Julien Lefort-Favreau définit trois types d’indépendance éditoriale : l’indépendance esthétique qu’il lie au concept d’avant-garde, l’indépendance politique ou idéologique face à l’État et aux groupes de pression et l’indépendance économique contre le grand capital. « Est indépendant un éditeur qui, de l’intérieur du champ éditorial, tente de faire commerce d’idées et de produits qui opposent des discours et des valeurs au commerce. »

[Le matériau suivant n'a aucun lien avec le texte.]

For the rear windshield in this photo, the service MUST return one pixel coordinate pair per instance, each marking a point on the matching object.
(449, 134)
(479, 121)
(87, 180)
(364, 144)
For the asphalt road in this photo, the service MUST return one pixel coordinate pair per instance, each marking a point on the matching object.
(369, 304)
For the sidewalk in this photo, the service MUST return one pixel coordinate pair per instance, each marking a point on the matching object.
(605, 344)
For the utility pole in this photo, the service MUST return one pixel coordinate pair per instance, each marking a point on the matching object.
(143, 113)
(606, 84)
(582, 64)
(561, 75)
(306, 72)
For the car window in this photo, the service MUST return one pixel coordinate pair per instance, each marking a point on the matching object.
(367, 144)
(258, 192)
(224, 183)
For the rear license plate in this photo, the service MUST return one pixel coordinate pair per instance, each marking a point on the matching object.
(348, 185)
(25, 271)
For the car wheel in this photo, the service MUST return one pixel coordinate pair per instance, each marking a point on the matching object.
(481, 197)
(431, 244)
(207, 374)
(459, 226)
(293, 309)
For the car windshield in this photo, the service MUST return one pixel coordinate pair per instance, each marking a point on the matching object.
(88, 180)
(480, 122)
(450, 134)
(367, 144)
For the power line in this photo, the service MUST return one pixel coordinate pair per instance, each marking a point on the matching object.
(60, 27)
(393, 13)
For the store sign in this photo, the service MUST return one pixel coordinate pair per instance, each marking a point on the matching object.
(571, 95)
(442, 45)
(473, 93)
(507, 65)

S’appuyant notamment sur les travaux de Pierre Bourdieu, Julien Lefort-Favreau distingue le concept d’indépendance de celui d’autonomie du champ littéraire élaboré par le sociologue dans Les Règles de l’art. « Contrairement à l’autonomie, l’indépendance désigne des relations dynamiques, sans stabilité ni pérennité, ne décrit pas un état objectif des choses », car l’indépendance est une lutte de tous les jours pour inventer un positionnement tenable et résoudre la tension entre contestation du marché de l’édition et nécessaire prise en compte de ses réalités. Si les compromis semblent inévitables, les éditeurs indépendants ne doivent pas sombrer dans la compromission. Il leur faut donc « ruser pour qu’il soit possible d’occuper un espace laissé vacant par les grands groupes. » Ainsi pensée, l’indépendance comme résistance à l’intérieur du système serait une « version politique voire militante de la notion d’autonomie. » Petites structures, temps long, angle politique nettement assumé sont des caractéristiques formelles de l’édition indépendante auxquelles l’auteur associe une responsabilité, celle de « transmettre des idées radicales qu’elles concernent directement l’espace politique ou qu’elles défendent une quelconque forme d’hétérodoxie. »

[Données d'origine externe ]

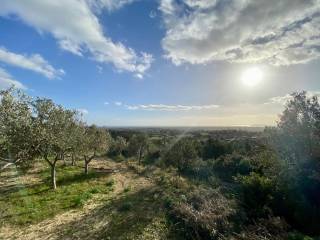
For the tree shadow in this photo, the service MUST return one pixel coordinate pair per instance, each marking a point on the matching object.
(126, 217)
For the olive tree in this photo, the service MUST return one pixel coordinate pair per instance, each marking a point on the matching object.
(119, 145)
(16, 129)
(299, 126)
(181, 154)
(138, 145)
(95, 141)
(52, 124)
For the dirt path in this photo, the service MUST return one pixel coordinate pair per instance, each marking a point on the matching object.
(99, 217)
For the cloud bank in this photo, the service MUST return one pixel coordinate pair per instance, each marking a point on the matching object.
(34, 62)
(7, 81)
(75, 26)
(277, 32)
(170, 108)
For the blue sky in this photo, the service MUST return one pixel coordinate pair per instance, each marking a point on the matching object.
(163, 62)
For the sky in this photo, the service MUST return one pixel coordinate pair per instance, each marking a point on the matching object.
(163, 62)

La démonstration passe par l’analyse des portraits d’éditeurs et éditrices que publie le magazine Le Matricule des anges pour mettre au jour les invariants de l’image et des récits des indépendantEs. L’auteur retrace l’histoire de maisons d’éditions et d’éditeurs emblématiques : André Schiffrin, Eric Hazan et La fabrique, P.O.L, Verdier dont Julien Lefort-Favreau oppose l’indépendance avec celle revendiquée mais très problématique d’Actes Sud. L’intérêt de ces Réflexions sur le monde du livre, est aussi de décentrer le regard du milieu éditorial français en proposant des comparaisons avec la situation au Québec où les petits éditeurs assurent leur indépendance grâce au soutien financier des institutions publiques.

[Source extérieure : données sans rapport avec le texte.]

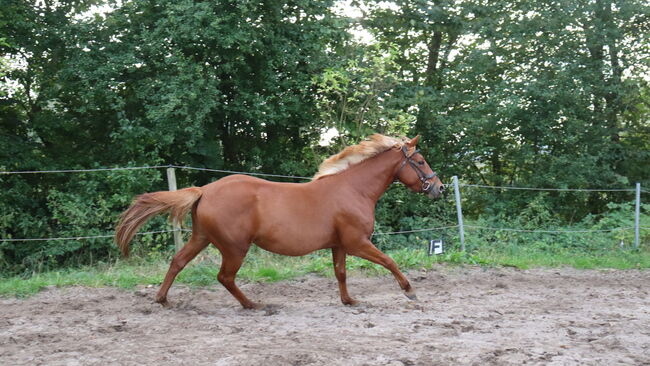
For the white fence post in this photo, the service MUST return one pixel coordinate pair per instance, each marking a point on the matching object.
(171, 181)
(637, 211)
(459, 211)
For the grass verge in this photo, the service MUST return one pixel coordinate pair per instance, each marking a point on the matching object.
(266, 267)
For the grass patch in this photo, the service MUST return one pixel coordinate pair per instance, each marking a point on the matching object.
(266, 267)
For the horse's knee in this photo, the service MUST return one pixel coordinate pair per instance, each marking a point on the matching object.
(224, 279)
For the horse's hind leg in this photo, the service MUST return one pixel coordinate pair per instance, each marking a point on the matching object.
(339, 255)
(231, 262)
(195, 245)
(367, 250)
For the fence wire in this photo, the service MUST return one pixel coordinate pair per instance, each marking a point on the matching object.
(309, 178)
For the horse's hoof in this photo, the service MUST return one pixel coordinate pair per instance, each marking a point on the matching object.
(254, 306)
(411, 295)
(350, 302)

L’existence de maisons d’éditions indépendantes est une nécessité pour la défense de la liberté d’expression, insiste Julien Lefort-Favreau. Quand « la censure du marché intervient pour restreindre le champ du pensable, du dicible, du perceptible », quand les algorithmes prescripteurs mettent en danger l’écosystème de la culture, il est impératif de persister à publier des livres de manière déraisonnable, c’est une condition de la démocratie.